Entscheidungsstichwort (Thema)
Wirtschaftlichkeitsprüfung. Praxisbesonderheit. Quantifizierung des Mehraufwandes. Schätzung durch Prüfgremien. Angabe in Honorarkürzungsbescheid
Orientierungssatz
1. Die Auswirkungen von kostenerhöhenden Praxisbesonderheiten, die bekannt sind oder anhand von Behandlungsausweisen oder Angaben des Arztes erkennbar sind, müssen bestimmt werden, ehe sich auf der Grundlage der statistischen Abweichung eine verläßliche Aussage über die Wirtschaftlichkeit oder Unwirtschaftlichkeit der Behandlungs- oder Verordnungsweise treffen läßt. Zu diesem Zweck ist regelmäßig der auf die festgestellte Praxisbesonderheit entfallende Kostenanteil von dem Gesamtfallwert abzuziehen und - ausgehend von dem danach verbleibenden Fallwert - die jeweilige Überschreitung im Verhältnis zum Fachgruppendurchschnitt zu ermitteln. Für die anschließend vorzunehmende Bestimmung der Grenze zum offensichtlichen Mißverhältnis ist der Fallwert der Fachgruppe zugrunde zu legen (vgl BSG vom 18.06.1997 - 6 RKa 52/96 = SozR-2500 § 106 Nr 41).
2. Bei der Quantifizierung des Mehraufwandes, der durch eine anerkannte Praxisbesonderheit berechtigt ist, kann sich der Beschwerdeausschuß einer Schätzung bedienen. Dabei ist es ausreichend, aber auch erforderlich, die Grundlagen für die Schätzung und die aus ihnen gezogenen Schlußfolgerungen in nachvollziehbarer Weise in der Begründung des Bescheides anzugeben (vgl BSG vom 8.5.1989 - 6 RKa 4/94 = SozR 2200 § 868n Nr 36).
Tatbestand
Zwischen den Beteiligten ist die Wirtschaftlichkeit der Verordnungsweise der Klägerin im Quartal 3/94 streitig.

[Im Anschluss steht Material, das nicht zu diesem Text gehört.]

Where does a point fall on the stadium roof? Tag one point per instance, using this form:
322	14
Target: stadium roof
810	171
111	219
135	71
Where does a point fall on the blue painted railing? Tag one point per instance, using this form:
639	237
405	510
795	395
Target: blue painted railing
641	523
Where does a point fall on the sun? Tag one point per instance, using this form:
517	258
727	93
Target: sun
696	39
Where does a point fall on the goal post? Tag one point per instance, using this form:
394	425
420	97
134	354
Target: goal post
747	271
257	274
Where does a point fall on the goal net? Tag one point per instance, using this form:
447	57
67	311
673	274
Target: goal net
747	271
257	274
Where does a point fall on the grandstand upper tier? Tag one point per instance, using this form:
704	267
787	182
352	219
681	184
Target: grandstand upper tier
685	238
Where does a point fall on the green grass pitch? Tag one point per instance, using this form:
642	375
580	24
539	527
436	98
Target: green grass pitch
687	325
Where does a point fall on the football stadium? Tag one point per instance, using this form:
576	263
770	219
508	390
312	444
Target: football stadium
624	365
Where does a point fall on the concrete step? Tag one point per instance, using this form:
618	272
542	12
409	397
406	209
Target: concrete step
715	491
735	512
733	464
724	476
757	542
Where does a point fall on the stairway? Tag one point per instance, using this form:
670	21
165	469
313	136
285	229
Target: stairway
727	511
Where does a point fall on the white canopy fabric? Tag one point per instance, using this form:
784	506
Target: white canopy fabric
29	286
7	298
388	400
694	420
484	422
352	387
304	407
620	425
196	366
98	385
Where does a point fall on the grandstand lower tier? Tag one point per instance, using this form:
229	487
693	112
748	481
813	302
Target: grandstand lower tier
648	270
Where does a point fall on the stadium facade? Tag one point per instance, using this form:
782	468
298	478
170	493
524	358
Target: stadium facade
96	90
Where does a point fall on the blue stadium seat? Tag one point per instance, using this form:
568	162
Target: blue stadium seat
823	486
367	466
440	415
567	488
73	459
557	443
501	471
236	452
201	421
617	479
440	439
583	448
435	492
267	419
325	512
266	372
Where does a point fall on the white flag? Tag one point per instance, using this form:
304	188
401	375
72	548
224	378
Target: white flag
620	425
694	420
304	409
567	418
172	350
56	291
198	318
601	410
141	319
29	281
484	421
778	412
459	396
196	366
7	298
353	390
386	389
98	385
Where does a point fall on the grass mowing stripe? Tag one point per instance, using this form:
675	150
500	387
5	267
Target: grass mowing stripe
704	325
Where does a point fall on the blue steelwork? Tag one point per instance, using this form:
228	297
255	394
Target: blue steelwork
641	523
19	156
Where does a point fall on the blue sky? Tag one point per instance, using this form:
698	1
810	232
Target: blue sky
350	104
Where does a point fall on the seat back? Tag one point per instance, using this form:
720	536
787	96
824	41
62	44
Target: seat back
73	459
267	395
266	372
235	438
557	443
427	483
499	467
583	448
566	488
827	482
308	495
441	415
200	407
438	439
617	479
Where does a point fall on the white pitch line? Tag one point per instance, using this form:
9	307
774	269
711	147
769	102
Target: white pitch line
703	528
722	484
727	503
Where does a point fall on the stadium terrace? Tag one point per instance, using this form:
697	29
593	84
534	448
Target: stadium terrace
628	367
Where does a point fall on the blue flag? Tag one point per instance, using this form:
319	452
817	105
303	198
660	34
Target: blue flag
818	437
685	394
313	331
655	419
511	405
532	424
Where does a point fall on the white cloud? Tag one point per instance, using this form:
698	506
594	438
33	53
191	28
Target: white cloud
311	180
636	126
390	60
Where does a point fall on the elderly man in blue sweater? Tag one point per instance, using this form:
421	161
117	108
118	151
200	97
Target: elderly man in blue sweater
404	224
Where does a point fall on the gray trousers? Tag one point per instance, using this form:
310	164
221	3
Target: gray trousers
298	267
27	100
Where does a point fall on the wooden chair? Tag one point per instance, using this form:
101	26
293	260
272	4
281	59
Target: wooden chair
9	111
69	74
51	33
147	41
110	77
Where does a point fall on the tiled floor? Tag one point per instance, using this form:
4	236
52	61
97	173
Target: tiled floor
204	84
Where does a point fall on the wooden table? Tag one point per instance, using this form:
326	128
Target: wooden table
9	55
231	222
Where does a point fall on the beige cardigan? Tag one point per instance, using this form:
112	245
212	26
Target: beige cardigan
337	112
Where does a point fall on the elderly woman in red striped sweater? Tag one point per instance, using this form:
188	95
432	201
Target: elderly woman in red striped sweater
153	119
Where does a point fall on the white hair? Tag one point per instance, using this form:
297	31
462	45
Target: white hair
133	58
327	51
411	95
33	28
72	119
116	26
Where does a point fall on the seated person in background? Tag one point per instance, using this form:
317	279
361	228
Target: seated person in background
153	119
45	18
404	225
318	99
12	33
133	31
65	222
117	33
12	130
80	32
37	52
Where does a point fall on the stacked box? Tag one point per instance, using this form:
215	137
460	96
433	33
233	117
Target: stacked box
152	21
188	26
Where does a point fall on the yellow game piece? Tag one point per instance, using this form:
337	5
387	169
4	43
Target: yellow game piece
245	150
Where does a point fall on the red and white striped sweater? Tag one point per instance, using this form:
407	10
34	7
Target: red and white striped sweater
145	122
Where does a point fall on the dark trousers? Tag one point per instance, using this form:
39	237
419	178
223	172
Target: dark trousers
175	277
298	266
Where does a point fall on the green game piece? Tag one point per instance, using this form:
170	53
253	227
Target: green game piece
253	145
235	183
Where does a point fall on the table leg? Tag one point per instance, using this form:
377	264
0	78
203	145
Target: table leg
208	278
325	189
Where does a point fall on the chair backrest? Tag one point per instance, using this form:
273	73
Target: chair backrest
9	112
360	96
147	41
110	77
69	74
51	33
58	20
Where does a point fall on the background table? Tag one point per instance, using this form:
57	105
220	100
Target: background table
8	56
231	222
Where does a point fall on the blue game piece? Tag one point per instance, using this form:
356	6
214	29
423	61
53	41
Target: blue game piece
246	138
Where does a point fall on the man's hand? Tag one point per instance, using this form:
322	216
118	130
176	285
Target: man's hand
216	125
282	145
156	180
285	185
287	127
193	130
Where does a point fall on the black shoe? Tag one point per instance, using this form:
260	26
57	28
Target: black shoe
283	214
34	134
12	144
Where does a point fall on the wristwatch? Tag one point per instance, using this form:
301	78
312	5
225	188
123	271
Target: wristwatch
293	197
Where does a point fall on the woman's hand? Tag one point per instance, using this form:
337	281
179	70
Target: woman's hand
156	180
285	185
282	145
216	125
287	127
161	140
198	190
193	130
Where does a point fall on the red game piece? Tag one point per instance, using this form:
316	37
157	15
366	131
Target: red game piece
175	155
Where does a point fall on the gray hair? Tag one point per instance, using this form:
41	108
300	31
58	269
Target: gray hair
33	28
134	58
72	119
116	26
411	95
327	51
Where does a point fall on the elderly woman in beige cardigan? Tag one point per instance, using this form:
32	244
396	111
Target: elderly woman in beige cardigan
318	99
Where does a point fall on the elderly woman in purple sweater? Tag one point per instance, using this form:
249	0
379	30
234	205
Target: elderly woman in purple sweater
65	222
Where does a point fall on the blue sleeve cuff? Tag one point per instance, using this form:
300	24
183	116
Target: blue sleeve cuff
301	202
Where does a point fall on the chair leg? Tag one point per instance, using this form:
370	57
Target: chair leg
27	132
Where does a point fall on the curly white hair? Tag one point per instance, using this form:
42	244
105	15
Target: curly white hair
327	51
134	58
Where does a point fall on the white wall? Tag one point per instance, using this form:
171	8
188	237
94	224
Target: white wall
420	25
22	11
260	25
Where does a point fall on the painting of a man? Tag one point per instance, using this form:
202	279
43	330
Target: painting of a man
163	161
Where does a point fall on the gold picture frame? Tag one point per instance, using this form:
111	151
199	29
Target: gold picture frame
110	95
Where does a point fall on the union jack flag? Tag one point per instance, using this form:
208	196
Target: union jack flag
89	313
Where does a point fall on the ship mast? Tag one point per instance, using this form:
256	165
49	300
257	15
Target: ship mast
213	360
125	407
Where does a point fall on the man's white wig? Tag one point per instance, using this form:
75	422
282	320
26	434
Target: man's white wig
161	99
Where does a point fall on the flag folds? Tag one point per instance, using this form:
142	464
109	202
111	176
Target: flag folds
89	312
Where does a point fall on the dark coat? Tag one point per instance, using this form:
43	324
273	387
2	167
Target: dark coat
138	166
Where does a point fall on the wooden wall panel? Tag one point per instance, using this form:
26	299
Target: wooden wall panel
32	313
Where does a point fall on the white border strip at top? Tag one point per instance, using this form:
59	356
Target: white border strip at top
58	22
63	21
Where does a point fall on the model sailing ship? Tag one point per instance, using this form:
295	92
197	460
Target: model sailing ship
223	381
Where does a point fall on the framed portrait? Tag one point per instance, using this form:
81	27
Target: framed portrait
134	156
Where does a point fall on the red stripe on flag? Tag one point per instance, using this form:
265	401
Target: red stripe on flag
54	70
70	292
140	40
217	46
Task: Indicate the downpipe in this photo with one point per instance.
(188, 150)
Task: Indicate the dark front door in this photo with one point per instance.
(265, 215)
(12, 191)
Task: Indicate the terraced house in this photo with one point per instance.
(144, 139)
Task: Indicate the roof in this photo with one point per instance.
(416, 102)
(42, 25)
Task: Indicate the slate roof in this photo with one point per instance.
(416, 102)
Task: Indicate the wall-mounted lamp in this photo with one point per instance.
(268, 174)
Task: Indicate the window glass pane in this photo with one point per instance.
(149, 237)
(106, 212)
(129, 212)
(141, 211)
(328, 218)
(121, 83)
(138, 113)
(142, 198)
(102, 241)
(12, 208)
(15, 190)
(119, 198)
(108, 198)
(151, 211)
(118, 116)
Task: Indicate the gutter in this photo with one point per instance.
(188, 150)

Die Klägerin ist in H als HNO-Ärztin niedergelassen und zur vertragsärztlichen Versorgung zugelassen. Im Quartal 3/94 behandelte sie insgesamt 1247 Patienten (Mitglieder: 627 = 50,3 %; Familienversicherte: 426 = 34,2 %; Rentnerversicherte: 194 = 15,5 %), die Fachgruppe 1274 Patienten (Mitglieder: 636 = 49,9 %; Familienversicherte: 334 = 26,2 %; Rentnerversicherte 304 = 23,9 %). Die Honoraranforderung je Fall betrug bei der Klägerin 896,4 Punkte (Fachgruppe: 834,8 Punkte).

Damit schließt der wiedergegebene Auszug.